Abstract
Humans and other animals are frequently near-optimal in their ability to integrate noisy and ambiguous sensory data to form robust percepts, which are informed both by sensory evidence and by prior experience about the causal structure of the environment. It is hypothesized that the brain establishes these structures using an internal model of how the observed patterns can be generated from relevant but unobserved causes. In dynamic environments, such integration often takes the form of postdiction, wherein later sensory evidence affects inferences about earlier percepts. As the brain must operate in current time, without the luxury of acausal propagation of information, how does such postdictive inference come about? Here, we propose a general framework for neural probabilistic inference in dynamic models based on the distributed distributional code (DDC) representation of uncertainty, naturally extending the underlying encoding to incorporate implicit probabilistic beliefs about both present and past.
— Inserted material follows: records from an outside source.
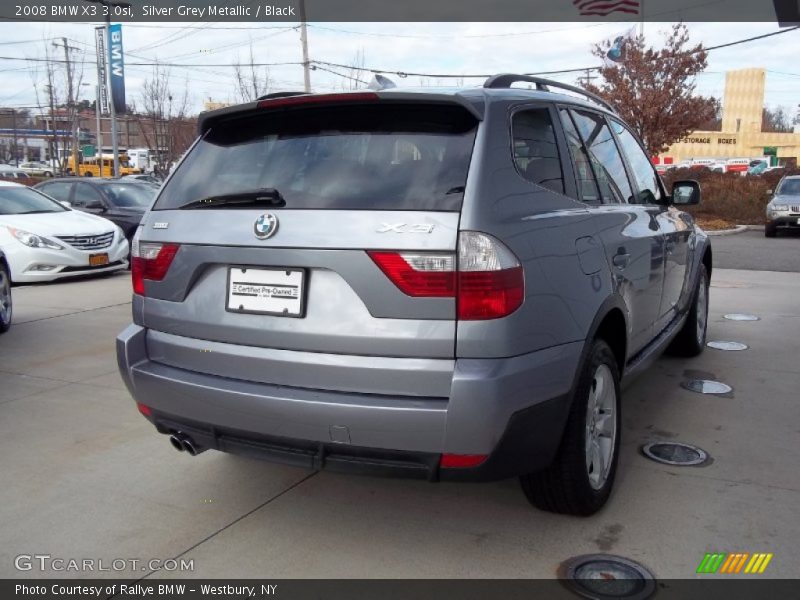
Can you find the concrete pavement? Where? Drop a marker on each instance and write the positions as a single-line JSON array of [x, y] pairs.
[[85, 476]]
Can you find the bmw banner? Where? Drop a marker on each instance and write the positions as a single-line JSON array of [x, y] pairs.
[[116, 68]]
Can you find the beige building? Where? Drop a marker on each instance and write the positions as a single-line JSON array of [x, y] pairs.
[[741, 135]]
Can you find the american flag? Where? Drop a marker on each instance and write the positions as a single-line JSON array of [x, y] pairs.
[[603, 8]]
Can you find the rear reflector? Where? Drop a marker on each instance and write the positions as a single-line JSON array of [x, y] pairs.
[[461, 461], [318, 99], [150, 261]]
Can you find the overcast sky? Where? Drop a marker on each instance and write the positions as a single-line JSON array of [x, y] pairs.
[[454, 48]]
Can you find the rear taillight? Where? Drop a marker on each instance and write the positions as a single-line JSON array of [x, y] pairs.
[[488, 282], [150, 261]]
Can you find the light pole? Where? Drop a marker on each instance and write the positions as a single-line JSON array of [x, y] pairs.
[[108, 4]]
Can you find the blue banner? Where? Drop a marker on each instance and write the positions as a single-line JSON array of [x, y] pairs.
[[116, 66]]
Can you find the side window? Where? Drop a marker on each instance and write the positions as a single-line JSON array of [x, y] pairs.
[[58, 190], [587, 185], [605, 157], [86, 194], [535, 148], [643, 172]]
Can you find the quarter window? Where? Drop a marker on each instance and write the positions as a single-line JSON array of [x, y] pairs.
[[642, 169], [608, 166], [535, 149]]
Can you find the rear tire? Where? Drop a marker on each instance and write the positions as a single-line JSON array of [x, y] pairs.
[[5, 299], [691, 340], [580, 479]]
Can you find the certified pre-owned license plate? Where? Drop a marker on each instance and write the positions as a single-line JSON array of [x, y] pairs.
[[266, 291], [98, 260]]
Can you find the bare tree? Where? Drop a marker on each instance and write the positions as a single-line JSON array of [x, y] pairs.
[[654, 90], [164, 123], [250, 83]]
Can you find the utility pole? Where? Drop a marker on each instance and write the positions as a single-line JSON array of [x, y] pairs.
[[71, 104], [304, 43]]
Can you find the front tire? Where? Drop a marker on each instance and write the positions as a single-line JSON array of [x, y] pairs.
[[5, 299], [691, 340], [580, 479]]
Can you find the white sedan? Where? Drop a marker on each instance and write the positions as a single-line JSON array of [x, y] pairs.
[[44, 240]]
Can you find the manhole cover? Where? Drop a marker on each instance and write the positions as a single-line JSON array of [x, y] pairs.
[[604, 576], [730, 346], [675, 453], [706, 386], [738, 317]]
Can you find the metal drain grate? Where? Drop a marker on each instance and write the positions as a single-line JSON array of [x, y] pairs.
[[738, 317], [706, 386], [729, 346], [675, 453], [606, 577]]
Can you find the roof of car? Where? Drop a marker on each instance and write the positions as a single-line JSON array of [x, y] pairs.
[[473, 99]]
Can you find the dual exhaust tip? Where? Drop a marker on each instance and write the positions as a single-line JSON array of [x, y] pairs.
[[183, 443]]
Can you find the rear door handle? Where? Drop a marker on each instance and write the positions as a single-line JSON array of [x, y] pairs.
[[621, 260]]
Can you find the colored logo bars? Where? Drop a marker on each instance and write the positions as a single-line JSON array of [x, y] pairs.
[[734, 563]]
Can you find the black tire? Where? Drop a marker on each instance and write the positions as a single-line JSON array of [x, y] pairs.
[[566, 485], [5, 299], [691, 340]]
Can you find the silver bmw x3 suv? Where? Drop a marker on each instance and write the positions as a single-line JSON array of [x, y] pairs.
[[446, 284]]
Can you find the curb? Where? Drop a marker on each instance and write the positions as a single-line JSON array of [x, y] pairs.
[[737, 229]]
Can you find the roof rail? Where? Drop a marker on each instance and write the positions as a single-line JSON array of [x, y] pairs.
[[505, 80], [281, 95]]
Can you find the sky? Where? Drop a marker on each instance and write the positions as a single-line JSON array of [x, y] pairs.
[[437, 48]]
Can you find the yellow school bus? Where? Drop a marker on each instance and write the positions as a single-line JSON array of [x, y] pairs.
[[90, 167]]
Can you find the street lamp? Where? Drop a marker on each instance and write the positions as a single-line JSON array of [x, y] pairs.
[[112, 110]]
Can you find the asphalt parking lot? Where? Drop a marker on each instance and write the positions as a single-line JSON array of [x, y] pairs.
[[85, 476]]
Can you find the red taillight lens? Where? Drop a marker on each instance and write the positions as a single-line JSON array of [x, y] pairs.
[[489, 294], [318, 99], [419, 275], [151, 261], [461, 461], [489, 282]]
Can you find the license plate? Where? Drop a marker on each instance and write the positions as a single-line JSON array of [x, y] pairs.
[[98, 260], [266, 291]]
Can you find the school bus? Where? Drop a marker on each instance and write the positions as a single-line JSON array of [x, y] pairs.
[[90, 167]]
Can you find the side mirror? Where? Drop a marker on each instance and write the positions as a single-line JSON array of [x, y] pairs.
[[685, 193]]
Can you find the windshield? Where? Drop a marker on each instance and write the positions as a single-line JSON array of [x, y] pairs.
[[131, 195], [790, 187], [377, 157], [24, 201]]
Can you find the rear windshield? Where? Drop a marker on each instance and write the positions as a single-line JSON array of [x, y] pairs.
[[375, 157]]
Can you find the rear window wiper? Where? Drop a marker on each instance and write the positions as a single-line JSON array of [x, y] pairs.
[[260, 197]]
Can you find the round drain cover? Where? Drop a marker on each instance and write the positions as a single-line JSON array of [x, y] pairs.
[[737, 317], [706, 386], [675, 453], [727, 345], [604, 576]]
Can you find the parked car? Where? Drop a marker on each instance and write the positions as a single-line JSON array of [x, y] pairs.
[[43, 240], [783, 211], [6, 305], [443, 284], [37, 169], [121, 201]]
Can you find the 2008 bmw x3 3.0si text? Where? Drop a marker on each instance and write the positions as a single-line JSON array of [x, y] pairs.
[[447, 284]]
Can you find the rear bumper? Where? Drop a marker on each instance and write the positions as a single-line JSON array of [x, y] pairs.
[[511, 409]]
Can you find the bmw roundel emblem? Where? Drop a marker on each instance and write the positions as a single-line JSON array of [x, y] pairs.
[[266, 226]]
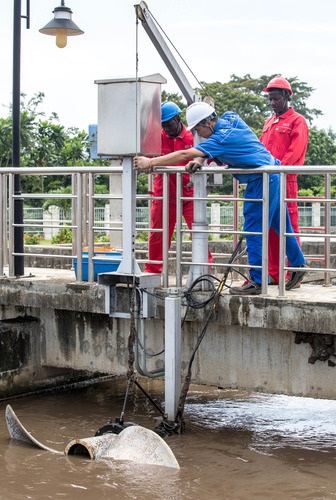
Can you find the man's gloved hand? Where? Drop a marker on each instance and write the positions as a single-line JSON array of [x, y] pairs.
[[193, 165], [142, 163]]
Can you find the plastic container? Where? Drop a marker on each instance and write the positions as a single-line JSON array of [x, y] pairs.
[[106, 263]]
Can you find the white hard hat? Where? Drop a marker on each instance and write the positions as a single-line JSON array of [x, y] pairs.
[[197, 112]]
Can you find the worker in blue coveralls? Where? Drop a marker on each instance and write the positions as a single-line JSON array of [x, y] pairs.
[[229, 141]]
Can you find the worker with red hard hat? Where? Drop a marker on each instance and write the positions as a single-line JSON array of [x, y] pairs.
[[285, 135], [174, 137]]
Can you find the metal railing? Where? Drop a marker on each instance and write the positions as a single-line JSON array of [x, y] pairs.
[[84, 224]]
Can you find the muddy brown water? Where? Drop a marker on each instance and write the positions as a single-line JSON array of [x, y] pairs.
[[237, 445]]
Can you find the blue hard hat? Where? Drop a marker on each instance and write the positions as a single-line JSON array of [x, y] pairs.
[[169, 110]]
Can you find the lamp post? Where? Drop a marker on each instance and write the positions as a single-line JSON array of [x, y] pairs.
[[61, 27]]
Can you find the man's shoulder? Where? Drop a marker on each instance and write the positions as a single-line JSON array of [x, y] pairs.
[[294, 115]]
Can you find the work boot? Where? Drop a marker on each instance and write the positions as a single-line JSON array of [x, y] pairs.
[[249, 287], [296, 277]]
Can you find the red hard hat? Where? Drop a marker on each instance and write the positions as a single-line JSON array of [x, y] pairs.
[[278, 82]]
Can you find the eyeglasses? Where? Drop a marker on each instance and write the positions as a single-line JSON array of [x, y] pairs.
[[169, 124]]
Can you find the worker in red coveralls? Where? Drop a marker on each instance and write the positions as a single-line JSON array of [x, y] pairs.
[[285, 135], [174, 137]]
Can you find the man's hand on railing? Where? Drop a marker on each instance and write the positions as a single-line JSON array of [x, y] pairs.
[[193, 165]]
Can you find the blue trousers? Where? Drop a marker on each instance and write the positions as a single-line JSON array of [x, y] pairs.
[[253, 222]]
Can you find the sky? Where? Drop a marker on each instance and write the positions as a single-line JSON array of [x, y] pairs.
[[216, 38]]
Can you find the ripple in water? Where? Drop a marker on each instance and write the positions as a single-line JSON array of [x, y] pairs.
[[273, 421]]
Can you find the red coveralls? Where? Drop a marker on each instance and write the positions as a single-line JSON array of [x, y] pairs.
[[286, 137], [169, 144]]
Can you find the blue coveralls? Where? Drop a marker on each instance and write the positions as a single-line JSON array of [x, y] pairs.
[[234, 144]]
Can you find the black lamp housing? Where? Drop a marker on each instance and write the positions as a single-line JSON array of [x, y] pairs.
[[61, 26]]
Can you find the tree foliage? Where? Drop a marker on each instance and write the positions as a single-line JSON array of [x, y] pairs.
[[44, 143]]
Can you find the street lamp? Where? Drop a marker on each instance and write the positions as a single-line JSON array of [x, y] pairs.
[[61, 24]]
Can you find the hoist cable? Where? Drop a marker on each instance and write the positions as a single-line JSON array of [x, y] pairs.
[[171, 43], [236, 254]]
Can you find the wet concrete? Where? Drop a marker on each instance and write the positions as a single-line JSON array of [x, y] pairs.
[[237, 445]]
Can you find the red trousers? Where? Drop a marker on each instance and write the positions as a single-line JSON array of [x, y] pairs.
[[155, 239], [273, 238]]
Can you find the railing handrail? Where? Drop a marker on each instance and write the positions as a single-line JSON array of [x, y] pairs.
[[87, 222]]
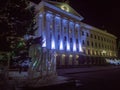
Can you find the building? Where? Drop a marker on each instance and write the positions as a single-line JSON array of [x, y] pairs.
[[75, 42]]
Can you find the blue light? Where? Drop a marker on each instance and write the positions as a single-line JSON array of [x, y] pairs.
[[80, 48], [53, 44], [74, 47], [48, 15], [61, 45], [44, 42], [68, 46]]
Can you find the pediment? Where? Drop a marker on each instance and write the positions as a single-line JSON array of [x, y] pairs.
[[66, 8]]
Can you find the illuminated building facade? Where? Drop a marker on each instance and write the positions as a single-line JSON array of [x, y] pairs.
[[75, 42]]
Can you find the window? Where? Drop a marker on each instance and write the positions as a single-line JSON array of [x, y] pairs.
[[91, 35], [65, 38], [71, 40], [58, 37], [77, 41], [51, 26], [87, 34], [95, 36], [87, 43], [65, 29], [70, 31], [92, 44], [83, 43]]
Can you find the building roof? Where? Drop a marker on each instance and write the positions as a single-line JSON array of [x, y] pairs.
[[71, 10], [59, 6]]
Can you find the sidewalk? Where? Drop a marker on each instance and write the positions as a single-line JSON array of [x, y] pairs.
[[63, 71]]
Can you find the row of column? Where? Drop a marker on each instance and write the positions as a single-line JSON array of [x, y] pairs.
[[59, 33]]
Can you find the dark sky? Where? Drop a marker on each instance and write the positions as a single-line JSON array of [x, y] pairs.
[[102, 14]]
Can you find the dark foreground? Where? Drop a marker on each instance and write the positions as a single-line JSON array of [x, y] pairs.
[[95, 80]]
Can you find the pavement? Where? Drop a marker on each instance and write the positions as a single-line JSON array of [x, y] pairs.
[[84, 69]]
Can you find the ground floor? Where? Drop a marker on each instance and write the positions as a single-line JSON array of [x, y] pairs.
[[74, 59]]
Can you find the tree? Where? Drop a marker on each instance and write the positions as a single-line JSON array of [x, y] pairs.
[[16, 20]]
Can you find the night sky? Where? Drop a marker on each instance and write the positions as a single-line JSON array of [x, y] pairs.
[[101, 14]]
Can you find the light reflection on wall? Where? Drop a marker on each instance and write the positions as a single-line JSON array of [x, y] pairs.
[[61, 45], [68, 46], [53, 44]]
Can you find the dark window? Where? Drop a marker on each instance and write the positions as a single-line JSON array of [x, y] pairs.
[[87, 43], [64, 38], [82, 32], [77, 41], [58, 37], [71, 40], [87, 34], [83, 42], [95, 36], [91, 35], [92, 44]]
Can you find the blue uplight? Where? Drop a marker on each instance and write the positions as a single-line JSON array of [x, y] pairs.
[[53, 44], [68, 46], [74, 47]]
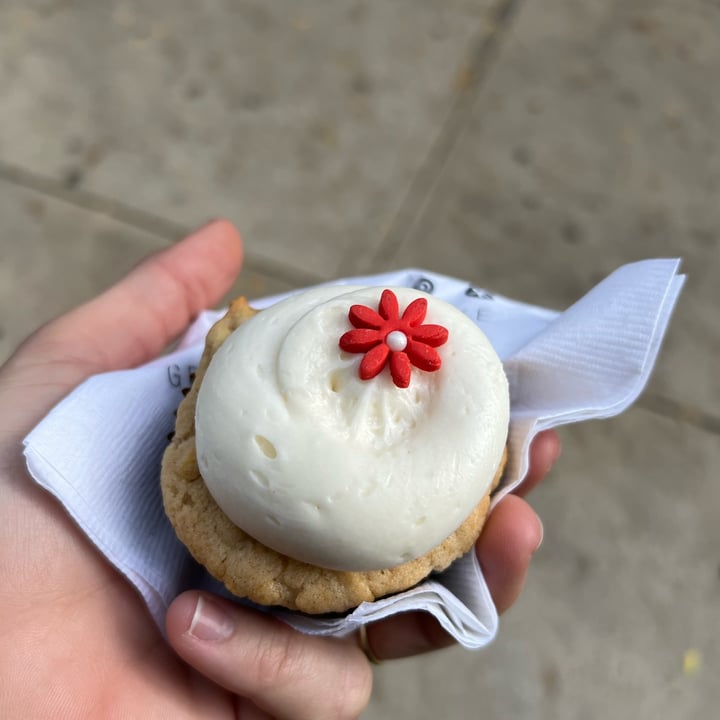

We show that, as in other uses of the DDC, an inferential model can be learned efficiently using samples from an internal model of the world. Applied to stimuli used in the context of psychophysics experiments, the framework provides an online and plausible mechanism for inference, including postdictive effects.
Footnotes
We hope the new version of the paper provides the reader with more intuitions as well as mathematical details. The following improvements were made: added annotation in the auditory continuity illusion figure, indicating regions of interest for each of the six types of trials; added an algorithm box summarizing the algorithm, with detailed explanation and references to equations; elaborated on the inference scheme for the static setting, explaining the key ideas of learning to infer by relating to amortized inference and KL minimization by mean squared error minimization. The connections are shown in detail in the Appendix; added a comprehensive discussion on papers related to DDC and alternative schemes for neural representation of uncertainty, including PPC and sampling, and why DDC may be more suitable than the alternatives for postdictive recognition; added a discussion on the effect of neuronal noise and additional experiments with noisy DDC in the Appendix; clarified the descriptions of the experiment section, including figure captions; corrected typos.